The community-based Speak Up Campaign has joined the growing list of organisations expressing concern at last week’s Labor Party announcement around implementation of the Murray-Darling Basin Plan.
In particular is the issue of water buybacks, which Labor’s Shadow Water Minister Terri Butler conceded “if we have to” was “an option that will have to be pursued”.
Speak Up Campaign Chair Shelley Scoullar said this was a backward step that would affect confidence in the Basin Plan and rural communities, with the potential for further social and economic damage to these communities.
“The data is there for everyone to see … the first round of buybacks decimated some smaller communities and had a severe adverse impact on larger communities. The Basin Ministerial Council introduced a strict socio-economic neutrality test around additional water recovery to ensure this does not happen again. To tear that up would be a tragedy for our rural towns,” Mrs Scoullar said.
She congratulated Victorian Water Minister Lisa Neville who was quick to remind her federal Labor colleagues of what she called a “disappointing” policy announcement by Opposition Leader Anthony Albanese and Ms Butler, adding Speak Up hopes the NSW Government will join Ms Neville and insist the socio-economic criteria is maintained.
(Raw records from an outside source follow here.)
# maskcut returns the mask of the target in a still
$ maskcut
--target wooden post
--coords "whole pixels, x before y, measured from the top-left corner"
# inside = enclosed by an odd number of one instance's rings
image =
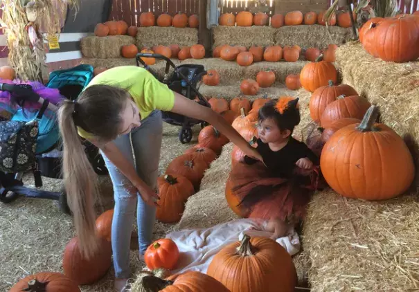
[[[206,28],[206,5],[207,0],[199,1],[199,27],[198,28],[198,44],[205,48],[206,57],[211,56],[211,33]]]

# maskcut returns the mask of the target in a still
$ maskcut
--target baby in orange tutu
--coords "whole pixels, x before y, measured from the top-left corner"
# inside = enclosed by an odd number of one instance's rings
[[[256,142],[263,163],[244,156],[229,176],[244,217],[270,219],[276,230],[301,222],[317,188],[319,157],[292,136],[300,122],[298,100],[281,98],[260,108]]]

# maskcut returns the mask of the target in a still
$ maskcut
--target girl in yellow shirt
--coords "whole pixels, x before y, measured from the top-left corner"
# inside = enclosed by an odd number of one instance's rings
[[[80,248],[89,257],[96,252],[98,244],[93,208],[96,177],[79,136],[100,149],[112,180],[115,207],[112,244],[118,291],[124,291],[131,276],[130,243],[136,210],[140,258],[151,244],[159,199],[156,190],[163,131],[160,111],[205,120],[247,155],[262,160],[220,115],[171,91],[143,68],[127,66],[107,70],[95,77],[76,101],[66,101],[58,112],[63,175]],[[141,199],[137,200],[139,196]]]

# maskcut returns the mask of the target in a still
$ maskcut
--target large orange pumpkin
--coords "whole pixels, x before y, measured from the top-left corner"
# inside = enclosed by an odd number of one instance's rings
[[[276,13],[271,18],[271,26],[279,28],[284,25],[284,16],[280,13]]]
[[[240,66],[250,66],[253,62],[253,55],[250,52],[239,53],[237,55],[236,61],[237,64]]]
[[[185,203],[195,194],[193,185],[188,179],[177,174],[165,174],[157,178],[159,208],[156,218],[161,222],[179,222],[185,210]]]
[[[253,15],[249,11],[240,11],[235,16],[238,26],[251,26],[253,24]]]
[[[229,142],[229,138],[213,126],[205,127],[199,131],[198,136],[199,146],[212,149],[217,155],[221,154],[222,147]]]
[[[157,26],[172,26],[172,17],[167,13],[162,13],[157,17]]]
[[[143,12],[140,15],[140,25],[141,26],[154,26],[155,23],[156,17],[153,12]]]
[[[377,107],[371,107],[361,124],[337,131],[323,148],[323,175],[342,196],[385,200],[404,192],[413,181],[407,146],[392,129],[375,122],[377,114]]]
[[[208,145],[204,145],[202,147],[208,147]],[[207,168],[208,165],[205,161],[197,158],[195,155],[189,153],[180,155],[173,159],[168,165],[166,174],[181,175],[192,183],[195,190],[198,190],[201,180],[204,177],[204,172]]]
[[[289,74],[285,77],[285,86],[288,89],[297,90],[301,88],[300,75],[298,74]]]
[[[220,84],[220,75],[217,70],[210,69],[206,71],[206,74],[202,77],[202,82],[204,84],[211,86],[215,86]]]
[[[25,277],[9,292],[80,292],[77,283],[60,273],[42,272]]]
[[[245,79],[240,83],[240,91],[246,95],[256,95],[259,91],[259,84],[251,79]]]
[[[314,92],[319,87],[328,85],[329,80],[335,84],[337,80],[337,71],[333,64],[320,61],[306,64],[300,73],[300,82],[305,90]]]
[[[150,270],[171,270],[179,260],[179,248],[170,238],[162,238],[151,244],[144,253],[144,262]]]
[[[256,82],[260,87],[270,87],[275,82],[275,73],[270,70],[260,71],[256,74]]]
[[[111,243],[98,238],[98,250],[91,258],[84,258],[80,250],[78,238],[74,237],[65,247],[62,258],[64,274],[79,285],[95,283],[106,275],[112,264]]]
[[[263,47],[252,46],[249,48],[249,51],[253,55],[253,62],[260,62],[263,60]]]
[[[297,284],[292,258],[280,244],[270,238],[251,239],[247,235],[241,242],[218,252],[206,273],[231,292],[291,292]]]
[[[13,80],[16,78],[16,71],[10,66],[2,66],[0,67],[0,78]]]
[[[212,98],[208,101],[213,111],[218,113],[229,109],[229,102],[224,98]]]
[[[184,28],[188,24],[188,16],[185,13],[179,12],[173,17],[172,24],[175,28]]]
[[[235,16],[233,13],[223,13],[220,17],[218,23],[220,26],[234,26]]]
[[[283,48],[280,46],[268,46],[263,53],[263,59],[267,62],[278,62],[282,58]]]
[[[98,24],[95,26],[95,35],[96,37],[106,37],[109,33],[109,28],[103,24]]]
[[[134,58],[138,53],[139,49],[134,44],[128,44],[121,48],[121,55],[125,58]]]
[[[366,98],[358,95],[339,95],[324,109],[320,125],[327,128],[335,120],[343,118],[362,119],[371,104]]]
[[[253,24],[258,26],[265,26],[267,25],[269,17],[266,13],[258,12],[253,17]]]
[[[303,23],[301,11],[290,11],[285,15],[285,26],[298,26]]]
[[[348,84],[335,85],[332,80],[329,84],[319,87],[313,92],[310,99],[310,116],[317,123],[320,122],[320,118],[325,109],[330,103],[336,100],[339,95],[357,95],[358,93],[352,86]]]
[[[310,12],[304,15],[304,24],[311,26],[316,24],[317,22],[317,13],[314,12]]]

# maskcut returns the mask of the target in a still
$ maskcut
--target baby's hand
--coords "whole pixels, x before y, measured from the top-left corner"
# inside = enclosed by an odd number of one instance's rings
[[[300,158],[296,162],[296,165],[303,170],[311,170],[313,167],[313,163],[307,157]]]

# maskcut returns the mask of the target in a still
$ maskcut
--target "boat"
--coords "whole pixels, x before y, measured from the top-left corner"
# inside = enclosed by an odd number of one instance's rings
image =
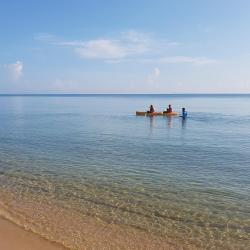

Mrs Scoullar said it was also disappointing that Mr Albanese had shown little interest in water policy to this point and had made no effort to visit regions like the NSW Murray to learn more about the Basin Plan and its complexities, in particular the indisputable fact that acquiring more water for South Australia is pointless, because it will not fit down the Murray River.
“We already have significant environmental damage trying to turn this iconic river into a drain. The volumes incorrectly modelled under the Basin Plan cannot be delivered from Hume Dam to the lower reaches of the Murray. That’s just physical reality,” Mrs Scoullar said.
She added it was also disappointing that Ms Butler had ignored correspondence from Speak Up seeking clarification around Basin Plan policy, in particular water buybacks.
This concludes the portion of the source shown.